To make a really bad comparison: If an adult male is making creepy sexual comments about myself, I, as an adult who is capable of defending myself, am likely just to make a snide or rude comment and walk away. You can imagine that my (and society as a whole) is going to look upon the situation a little differently if it’s an adult male making creepy sexual comments about my grade school daughter.
Yes, it would be nice to keep horrible people from being horrible to other adults, but it becomes the responsibility of parents and society to keep children protected.
A similar argument would be “why do hate crime laws exist?” If it’s illegal to do something bad to one adult, why is it worse if it’s done to someone who belongs to a “protected class” for discriminatory purposes?
I know the rep YouTube comments have and indeed I’ve seen some dumb, abusive ones. But the comments I see in channels I subscribe to today are mostly polite, appreciative, and sometimes even (gasp) constructive.
Once I thought YouTube comments were hopeless. I don’t know what changed, but good YouTube comments exist.
In this case, there are consequences for both circumstances, only they are harsher for “protected classes” as you put it. This is totally appropriate.
Allowing creeps to harass women (or any adult), and only punishing those targeting children is not the same thing.
Plus it prevents the most obvious brigading and targeted harassment.
Well - except the #1 earner on youtube is under 13.
The problem is that the videos are re-uploaded by 3rd party adults and those are the ones ‘commented on’ - the examples (I admit I didn’t look myself) were all re-uploads. Why these aren’t flagged by google’s ‘copyright protection’ system is beyond me - duplicate videos should get flagged and shouldn’t be hard to identify by an algorithm…
However if you just disable comments and the ‘suggested’ - but still allow the vids to be uploaded (and timestamp links to be a thing) you just push these ‘lists’ to another ‘more hidden’ corner of the internet… which … is great I guess if you just don’t want to know this exists - but doesn’t solve the problem.
This is not a solution to the problem, but just a way to make your own (and your children’s) youtube experience more relaxing and enjoyable. I’ve been using Distraction Free Youtube for a few weeks now (I think I first read about it on BB). It’s just really nice to watch videos and not have to see the annoying recommendations afterwards or any comments at all.
My kids use it too. This is not parental control. They can easily change the settings if they want, but they just like youtube a whole lot better without all the crap.
There’s also a chrome plugin, but really, you should be using firefox.

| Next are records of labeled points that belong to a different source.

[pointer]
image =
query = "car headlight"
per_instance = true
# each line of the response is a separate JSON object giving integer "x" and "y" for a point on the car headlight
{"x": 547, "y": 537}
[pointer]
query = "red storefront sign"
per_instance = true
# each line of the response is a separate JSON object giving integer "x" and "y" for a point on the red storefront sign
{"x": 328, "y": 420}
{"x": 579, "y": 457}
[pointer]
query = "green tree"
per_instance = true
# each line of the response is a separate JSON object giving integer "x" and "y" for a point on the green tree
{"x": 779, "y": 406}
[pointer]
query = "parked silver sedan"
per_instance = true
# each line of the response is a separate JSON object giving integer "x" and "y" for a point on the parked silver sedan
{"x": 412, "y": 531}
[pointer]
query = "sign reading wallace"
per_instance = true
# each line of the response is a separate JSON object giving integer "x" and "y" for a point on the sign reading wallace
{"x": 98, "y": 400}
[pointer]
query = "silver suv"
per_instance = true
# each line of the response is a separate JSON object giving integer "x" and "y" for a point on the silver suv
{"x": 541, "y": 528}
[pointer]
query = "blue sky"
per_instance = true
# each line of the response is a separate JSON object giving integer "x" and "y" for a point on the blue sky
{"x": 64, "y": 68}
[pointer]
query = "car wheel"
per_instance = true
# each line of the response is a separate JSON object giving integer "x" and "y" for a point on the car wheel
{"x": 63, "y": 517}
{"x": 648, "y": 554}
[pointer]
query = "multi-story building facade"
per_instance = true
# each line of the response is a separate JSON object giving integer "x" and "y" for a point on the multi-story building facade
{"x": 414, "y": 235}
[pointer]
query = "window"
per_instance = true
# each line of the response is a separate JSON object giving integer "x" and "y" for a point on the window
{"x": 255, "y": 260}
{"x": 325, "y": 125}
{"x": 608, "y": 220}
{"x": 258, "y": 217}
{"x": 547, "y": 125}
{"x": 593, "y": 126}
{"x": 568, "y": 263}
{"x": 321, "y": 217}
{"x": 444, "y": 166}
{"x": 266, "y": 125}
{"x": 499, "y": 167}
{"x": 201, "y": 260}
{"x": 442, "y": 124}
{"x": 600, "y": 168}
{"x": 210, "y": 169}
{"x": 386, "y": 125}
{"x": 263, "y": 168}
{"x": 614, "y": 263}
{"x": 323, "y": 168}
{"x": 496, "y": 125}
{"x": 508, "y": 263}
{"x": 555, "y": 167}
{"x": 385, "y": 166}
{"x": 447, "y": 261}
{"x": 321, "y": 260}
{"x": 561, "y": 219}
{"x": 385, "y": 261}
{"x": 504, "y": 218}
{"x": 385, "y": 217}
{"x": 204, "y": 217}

Maybe it’s the sort of videos I like-- vintage gaming, science. “maker” stuff, photography, but I’ve found youtube comments to be interesting, informative, and collegial.
It’s highly variable.
Kerbal vids, space geekery, woodworking and metalworking stuff: mostly good comments.
OTOH, just about any military history vid will have comments packed with Nazis, and Australian history videos tend to be swamped in virulent racism against Indigenous Australians and/or non-white immigrants.